Fayaz SM, Suvanish Kumar VS, Rajanikant KG - PLoS ONE (2014)

Bottom Line: Herbal medicines have been proven to be effective anti-diabetic agents compared to synthetic drugs in terms of side effects.This study also involves a focused and constructive strategy for preparing new effective anti-diabetic formulations.Therefore, the successive use of network analysis combined with target enrichment studies would accelerate the discovery of potential anti-diabetic phytochemicals.

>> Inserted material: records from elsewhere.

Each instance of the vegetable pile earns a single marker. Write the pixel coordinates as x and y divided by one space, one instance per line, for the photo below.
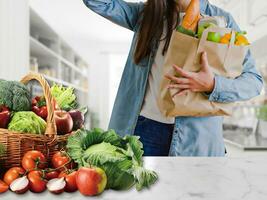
2 150
94 161
27 122
15 96
20 113
120 158
64 97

View Article: PubMed Central - PubMed

Affiliation: School of Biotechnology, National Institute of Technology Calicut, Calicut 673601, India.

ABSTRACT
Diabetes mellitus is a debilitating metabolic disorder and remains a significant threat to public health. Herbal medicines have been proven to be effective anti-diabetic agents compared to synthetic drugs in terms of side effects. However, the complexity in their chemical constituents and mechanism of action, hinder the effort to discover novel anti-diabetic drugs. Hence, understanding the biological and chemical basis of pharmacological action of phytochemicals is essential for the discovery of potential anti-diabetic drugs. Identifying important active compounds, their protein targets and the pathways involved in diabetes would serve this purpose. In this context, the present study was aimed at exploring the mechanism of action of anti-diabetic plants phytochemicals through network and chemical-based approaches. This study also involves a focused and constructive strategy for preparing new effective anti-diabetic formulations. Further, a protocol for target enrichment was proposed, to identify novel protein targets for important active compounds. Therefore, the successive use of network analysis combined with target enrichment studies would accelerate the discovery of potential anti-diabetic phytochemicals.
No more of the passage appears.